I think this is not true for most programming languages. Most of the ones we use today have converged around an imperative model with fairly similar functionality. Converting from one to another can often be done programmatically!

2 comments

The question isn’t whether there exists a function that can translate one language to another. If they’re Turing complete, it’s certainly the case that the same software CAN be written in different languages. The question is whether or not it would produce idiomatic code in the target language and whether or not you/the developer would recognize it as (not) idiomatic when it did.

You can’t tell me that precisely the same paradigms, mechanics, patterns and practices will be used to develop software in both Java/Spring and Ruby/Rails, for example. The way you need to (be able to) think about how you write the software using those two languages will be non-trivially different.

I mean, absolutely and obviously not, right?

Like, languages aren't just different ways to express the same underlying concepts?
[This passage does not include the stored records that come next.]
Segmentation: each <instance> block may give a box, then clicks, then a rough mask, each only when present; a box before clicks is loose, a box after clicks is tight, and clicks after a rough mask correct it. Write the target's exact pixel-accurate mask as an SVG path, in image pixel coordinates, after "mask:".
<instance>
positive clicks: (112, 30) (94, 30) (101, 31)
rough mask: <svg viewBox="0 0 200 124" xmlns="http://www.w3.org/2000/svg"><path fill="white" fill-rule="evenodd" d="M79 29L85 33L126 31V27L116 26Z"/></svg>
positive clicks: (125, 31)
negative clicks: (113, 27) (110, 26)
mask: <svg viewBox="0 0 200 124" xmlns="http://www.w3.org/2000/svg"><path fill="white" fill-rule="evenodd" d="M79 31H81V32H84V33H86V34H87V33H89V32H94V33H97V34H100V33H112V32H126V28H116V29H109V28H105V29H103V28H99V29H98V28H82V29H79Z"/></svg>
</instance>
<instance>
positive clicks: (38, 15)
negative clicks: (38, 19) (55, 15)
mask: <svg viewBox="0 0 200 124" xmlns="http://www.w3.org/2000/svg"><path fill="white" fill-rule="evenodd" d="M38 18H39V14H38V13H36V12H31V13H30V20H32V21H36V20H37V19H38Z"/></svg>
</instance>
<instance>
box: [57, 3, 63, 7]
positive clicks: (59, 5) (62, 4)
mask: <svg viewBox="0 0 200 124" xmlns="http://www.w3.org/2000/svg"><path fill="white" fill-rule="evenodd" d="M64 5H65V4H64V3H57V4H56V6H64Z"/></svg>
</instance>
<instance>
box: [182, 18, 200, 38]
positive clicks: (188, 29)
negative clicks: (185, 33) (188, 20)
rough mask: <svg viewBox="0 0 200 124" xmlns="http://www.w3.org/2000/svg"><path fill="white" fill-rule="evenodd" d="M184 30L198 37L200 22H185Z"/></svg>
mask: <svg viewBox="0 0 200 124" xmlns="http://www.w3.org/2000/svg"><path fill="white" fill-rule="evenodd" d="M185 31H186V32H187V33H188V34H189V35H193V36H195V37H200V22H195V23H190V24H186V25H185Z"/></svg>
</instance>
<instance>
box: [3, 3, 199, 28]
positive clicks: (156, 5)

It's clearly not the case that you can just transliterate a program in language X to language Y and expect to get the same behavior, functionality, etc. in the end?
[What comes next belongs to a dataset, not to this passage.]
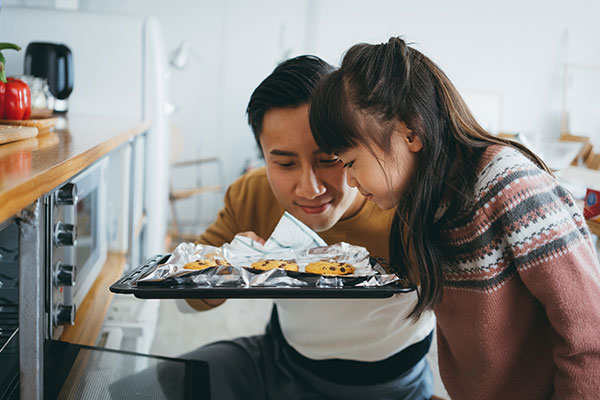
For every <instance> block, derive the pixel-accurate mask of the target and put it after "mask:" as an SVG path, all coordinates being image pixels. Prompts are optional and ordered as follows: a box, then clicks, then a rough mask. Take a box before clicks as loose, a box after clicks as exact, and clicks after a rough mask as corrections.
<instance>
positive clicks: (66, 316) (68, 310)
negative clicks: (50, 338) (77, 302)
mask: <svg viewBox="0 0 600 400" xmlns="http://www.w3.org/2000/svg"><path fill="white" fill-rule="evenodd" d="M64 324H70V325H74V324H75V306H74V305H72V304H71V305H64V304H59V305H58V306H57V307H56V309H55V310H54V325H55V326H58V325H64Z"/></svg>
> It's clearly not the case that you can just transliterate a program in language X to language Y and expect to get the same behavior, functionality, etc. in the end?

You most definitely can; if you have Turing complete languages A and B, you can implement an interpreter for A in B and B in A; you can implement a simple X86/aarch64 interpreter in either A or B and use that to run compiled/interpreted programs in the other; you can also write higher-level routines that map to language constructs in one or the other to convert between the two.